In the interest of full disclosure, I will immediately admit that I love Scottish food. OK, I may not be too keen on deep fried Mars bars (I’ve never actually seen one) but haggis, Cullen skink, tatties and tablet are all really high on my list of things I love to eat.
And they’re not shy about their food either, the Scots. They’re proud of their produce and quite right too. For example, Scottish sea food is blooming out of this world. The only problem is, that when you’re in the Scottish capital trying to decide where to go and feat on their fares you’re overwhelmed with the options.
I mean, sure, it’s a nice problem to have, but I’m hungry now and having serious indecisivety issues.
Anyway, we ended up choosing Stac Polly, one of Edinburgh’s original Scottish fine dining restaurants.

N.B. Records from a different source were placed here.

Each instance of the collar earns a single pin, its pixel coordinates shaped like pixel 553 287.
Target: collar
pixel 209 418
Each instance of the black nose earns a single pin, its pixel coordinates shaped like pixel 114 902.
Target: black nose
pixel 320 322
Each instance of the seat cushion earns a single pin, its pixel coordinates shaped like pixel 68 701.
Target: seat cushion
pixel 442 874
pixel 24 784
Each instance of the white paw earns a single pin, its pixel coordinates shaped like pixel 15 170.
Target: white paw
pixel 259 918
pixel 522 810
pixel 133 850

The fact they have gin bar above their cellar type venue had nothing to do with it, I promise. OK maybe it did but that’s beside the point. We fancied something traditional but also something a little sophisticated and Stac Polly comes highly recommended.
Now, they say they’re a fine dining restaurant and they are, the food is very much of a fine dining ilk, but they’re not pretentious, which is the problem with quite a few fine dining gaffs. The atmosphere is really relaxed, the staff are super nice and chatty and they really know their stuff. They can tell you exactly what goes into your dish and they can recommend you some top vintage wines and whiskeys to go with your grub.

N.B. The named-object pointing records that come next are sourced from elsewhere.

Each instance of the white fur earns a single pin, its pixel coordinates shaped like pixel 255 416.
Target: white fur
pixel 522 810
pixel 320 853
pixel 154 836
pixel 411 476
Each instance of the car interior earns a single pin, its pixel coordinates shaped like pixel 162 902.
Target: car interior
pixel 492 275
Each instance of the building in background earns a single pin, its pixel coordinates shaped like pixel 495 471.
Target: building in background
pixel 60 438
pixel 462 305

I kinda don’t want to call it grub, because that’s feels like undervaluing the food. When you serve things like Shetland salmon fillet with leek, herb and seaweed salt risotto, spring onion and carrot salad, buttered bok choy, lime and virgin oil dressing (£23.95) or prime Scottish fillet of beef with a fondant potato, Stornoway black pudding, broccoli, woodland mushrooms, red wine and thyme jus (£27.95) you earn the right to be referred to as something else than “grub”. But then I kick off at the TV when someone on Come Dine With Me calls food “dishes” or “cuisine”… So I’m kinda stuck. Let’s just say the food there is delightful, and worth every single penny.

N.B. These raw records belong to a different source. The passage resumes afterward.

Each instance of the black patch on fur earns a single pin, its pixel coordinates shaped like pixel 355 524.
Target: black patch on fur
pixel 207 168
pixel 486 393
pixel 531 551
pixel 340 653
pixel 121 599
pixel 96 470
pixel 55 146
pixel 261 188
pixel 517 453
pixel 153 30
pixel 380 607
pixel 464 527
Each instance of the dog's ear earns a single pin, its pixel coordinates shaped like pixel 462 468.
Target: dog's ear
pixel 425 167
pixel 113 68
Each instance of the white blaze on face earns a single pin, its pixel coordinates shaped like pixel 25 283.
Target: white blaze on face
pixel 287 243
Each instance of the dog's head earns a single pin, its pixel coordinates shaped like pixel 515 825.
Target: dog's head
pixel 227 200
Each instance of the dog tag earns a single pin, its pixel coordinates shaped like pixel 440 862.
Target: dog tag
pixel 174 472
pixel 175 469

Speaking of which, their wine list is a mile long and you can treat yourself to a really nice 2013 Sauvignon Blanc or a 2011 Cabernet Sauvignon for less than £20, which comes as a nice surprise for a place that is more “fine dining” than “eatery”. Their whiskies are also plentiful and very fairly priced.
Anyway. Going all out for a three course meal with some whiskey and wine set us back around £100 and I regret nothing. In fact, I’ll eat there again next time I’m in Edinburgh. Fine dining is not supposed to be your bog standard every day dinner, it’s supposed to be something a little special and that is exactly what Stac Polly is, without being obnoxiously pretentious.